For instance, in Hayden’s hometown, Redmond, Ore., a city of 35,000 about 30 minutes from Bend, Ore., its Cinder Butte Village development now has homes as small as 400 square feet (a one-bedroom, one-bath with a garage on the back alley). The average is around 1,000 — half the typical home size in the community two years ago.

Mr. Klingman expects smaller homes to drive the market in the coming years. Hayden shifted all of its floor plans down as mortgage rates started rising and has prototypes for new communities that are twice as dense as the ones it built during the pandemic.

“I think this is for the long haul,” Mr. Klingman said.

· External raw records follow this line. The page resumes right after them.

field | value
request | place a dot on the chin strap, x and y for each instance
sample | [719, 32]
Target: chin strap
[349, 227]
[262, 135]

In Cinder Butte Village, new homes will be much closer together than those built a few years ago.Credit…Amanda Lucier for The New York Times

New homes are a tiny slice of the U.S. housing stock — builders started about 1.5 million houses and apartments last year, while 142 million already existed — but since they are built in every market and bought almost entirely with mortgages, their size and cost are relatively sensitive to changes in the economy. This makes fresh construction a useful picture of how families are affected by higher borrowing costs.

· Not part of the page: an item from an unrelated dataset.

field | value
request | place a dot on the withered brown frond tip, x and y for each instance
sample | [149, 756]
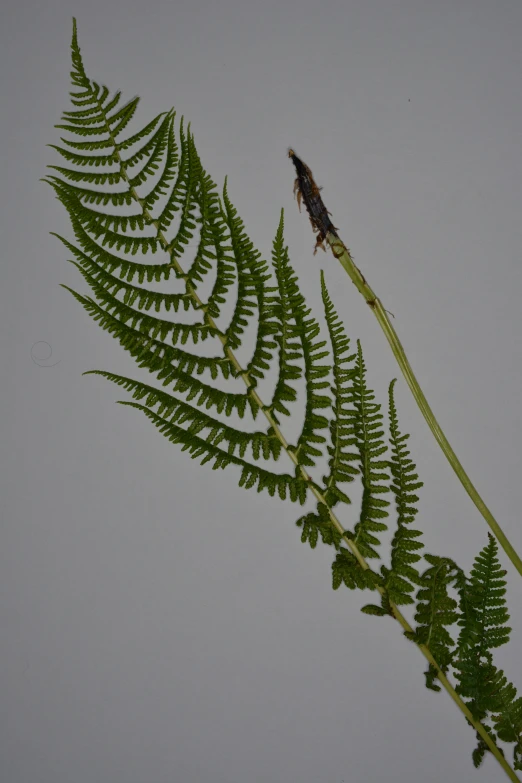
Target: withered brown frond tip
[306, 190]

American families have for generations had more space than households elsewhere in the developed world, but their homes were shrinking even before interest rates rose. The median new U.S. home peaked around 2,500 square feet in 2015. Over the next five years, new homes shed about 200 square feet as costs rose, urban living boomed and smaller families became more common.

The pandemic, with its rock-bottom interest rates, led to what seems poised to be a short-lived increase. As white-collar workers ditched their commutes, and home-based offices went from perk to necessity, builders added rooms and exurban subdivisions thrived.

Today’s buyers are dealing with the hangover. The average rate on a 30-year fixed-rate mortgage has roughly doubled over the past two years, to 7.57 percent, according to Freddie Mac. This has all but frozen the market for existing homes by making buyers who locked in low rates reluctant to trade up or move, keeping home prices stable despite a huge increase in borrowing costs.

The price that sellers will accept “is unusually high,” said Daryl Fairweather, chief economist at Redfin, the real estate brokerage. “They need somebody to buy them out of their mortgage.”

The decline in the inventory of existing homes for sale has made new homes a much bigger slice of the market. New home sales have consumed about a third of the market this year, or double the level in 2019, according to Redfin.

Homeowners who can’t get their price can always sit out the market. But homebuilders have to sell to survive. And in a market where borrowing costs are consuming more of their buyers’ payments, and after years of rising material and labor costs, that means selling less house.

The cuts will not be equal. In its survey, the John Burns consultancy found that dining and children’s rooms are being sacrificed to preserve bigger kitchens and primary bedrooms. To do this, builders are replacing tubs with showers. They’re expanding kitchen islands so they double as a dinner table. Outdoor spaces are being connected by covered patios and wall-size sliding doors that make a smaller living room seem open.

Bigger is still better, even if it only feels like it.